Instead of money being made from money (through interest), non-interest banking makes money work through real assets, shared risk, and ethical partnerships. And the best part? It’s designed to serve everyone, from students saving allowance, to small business owners, to large corporations financing projects.

Let’s break down the 7 core concepts of non-interest banking in simple, relatable terms.

1. Murabaha (Cost-Plus Financing)

Imagine you want to buy a laptop worth ₦500,000. Instead of lending you cash with interest, the bank buys the laptop and sells it to you for ₦550,000, payable in installments. That extra ₦50,000? It’s the bank’s profit, agreed upon upfront.

No hidden charges. No fluctuating interest rates. Just a clear, transparent transaction.

With inflation rising, Nigeria’s inflation stood at 29.9% as of January 2025 (NBS), clarity on payments is a huge relief. You know exactly how much you’ll pay, no surprises down the road.

2. Ijarah (Leasing)

Think of it like renting a car. Instead of taking a loan, the bank buys the car, and you lease it for a set period. You pay rent, and at the end, you might have the option to own it.

No interest. Just straightforward rental terms.

Vehicle ownership in Nigeria is still low, with just 13 cars per 1,000 people compared to South Africa’s 176 per 1,000 (World Bank). Leasing makes access to reliable mobility more affordable without long-term debt stress.

3. Mudarabah (Trust Financing)

This one is like a trust partnership. You bring your idea, and the bank brings the money.

If the business makes a profit, you share. It’s about shared risks and shared profits.

With youth unemployment at 7.2% in Q3 2023 (NBS), many Nigerians are turning to entrepreneurship. But access to fair capital remains a challenge. Mudarabah provides a pathway where young innovators aren’t buried under crushing debt if things don’t go as planned.

4. Musharakah (Joint Partnership)

Here, both you and the bank invest money into a project, like starting a farm, a fashion label, or a rice mill. Profits are shared fairly, and losses are also shared according to contribution.

It’s a true partnership.

Agriculture still employs over 35% of Nigeria’s workforce (World Bank, 2023). Musharakah means farmers or cooperatives can get into bigger projects without shouldering all the risk alone, while banks stay invested in the outcome.

5. Istisna (Construction & Manufacturing Financing)

This one is perfect for big projects like building a house, a school, or manufacturing goods. The bank funds the project, and you pay back gradually as the work progresses or after completion.

Think of it as financing that grows with the project itself, not pressure before results come in.

As of 2023, housing deficit in Nigeria was about 28 million units (NBS/BusinessDay). Istisna offers a way for families and developers to bridge this gap through ethical, transparent financing.

6. Sukuk (Ethical Bonds)

Sukuk are like the ethical cousins of bonds. Instead of earning interest, investors get returns from real assets or projects. For example, a Sukuk might finance a toll road, hospital, or power plant, and investors receive returns from that project’s revenue.

Nigeria has successfully issued multiple Sukuk bonds since 2017, raising over ₦742 billion for infrastructure (Debt Management Office). That money has gone into building roads and schools across the country. It shows how ethical finance can literally build the nation.

7. Takaful (Mutual Protection)

Takaful works like cooperative insurance. A group of people contribute to a pool, and if one person faces a loss (say, a car accident), the pool supports them.
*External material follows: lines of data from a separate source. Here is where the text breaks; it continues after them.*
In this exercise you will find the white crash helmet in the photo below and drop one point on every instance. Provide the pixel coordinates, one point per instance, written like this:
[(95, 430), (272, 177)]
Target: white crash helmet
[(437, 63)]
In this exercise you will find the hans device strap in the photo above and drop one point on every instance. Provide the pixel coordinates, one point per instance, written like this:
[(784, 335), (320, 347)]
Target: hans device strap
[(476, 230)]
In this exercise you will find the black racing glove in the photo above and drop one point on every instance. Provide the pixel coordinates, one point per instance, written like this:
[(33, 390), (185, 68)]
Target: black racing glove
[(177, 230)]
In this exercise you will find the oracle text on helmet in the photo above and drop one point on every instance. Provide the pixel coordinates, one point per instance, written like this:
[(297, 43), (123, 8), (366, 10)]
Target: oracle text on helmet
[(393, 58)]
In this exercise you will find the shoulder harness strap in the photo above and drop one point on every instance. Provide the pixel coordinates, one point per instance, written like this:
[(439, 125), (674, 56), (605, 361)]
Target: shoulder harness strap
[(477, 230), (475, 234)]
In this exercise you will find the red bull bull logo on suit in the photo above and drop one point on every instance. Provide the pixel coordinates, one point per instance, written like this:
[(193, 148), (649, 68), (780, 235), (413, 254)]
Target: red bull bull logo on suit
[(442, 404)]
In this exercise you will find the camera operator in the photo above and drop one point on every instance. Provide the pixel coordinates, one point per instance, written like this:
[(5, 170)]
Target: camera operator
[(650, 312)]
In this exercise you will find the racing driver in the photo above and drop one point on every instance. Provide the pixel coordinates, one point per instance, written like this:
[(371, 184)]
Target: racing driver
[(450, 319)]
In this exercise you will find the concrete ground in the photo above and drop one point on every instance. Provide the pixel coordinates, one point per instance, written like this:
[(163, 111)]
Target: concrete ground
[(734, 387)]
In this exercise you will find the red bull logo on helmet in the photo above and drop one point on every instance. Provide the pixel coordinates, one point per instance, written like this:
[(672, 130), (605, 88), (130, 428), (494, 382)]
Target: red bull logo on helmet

It’s about community-based protection, not profit-making from people’s bad experiences.

As of 2023, insurance penetration in Nigeria was just 0.5% of GDP, one of the lowest globally (Swiss Re Institute, 2023). Takaful offers a culturally and ethically acceptable way to boost protection and security for families and businesses.

Why These Concepts Matter (and Why The Alternative Bank Cares)

Non-interest banking is not just a list of products. It’s a philosophy.

It’s built on:

  • Fairness(no hidden traps, no exploitative interest)
  • Transparency(profits and risks are agreed upfront)
  • Real value(transactions tied to actual goods and services, not speculation)
  • Shared responsibility(both bank and customer succeed or fail together)

 

At The Alternative Bank, these aren’t abstract ideas. They’re the practical tools we use daily to help Nigerians buy smarter, build stronger, and grow sustainably.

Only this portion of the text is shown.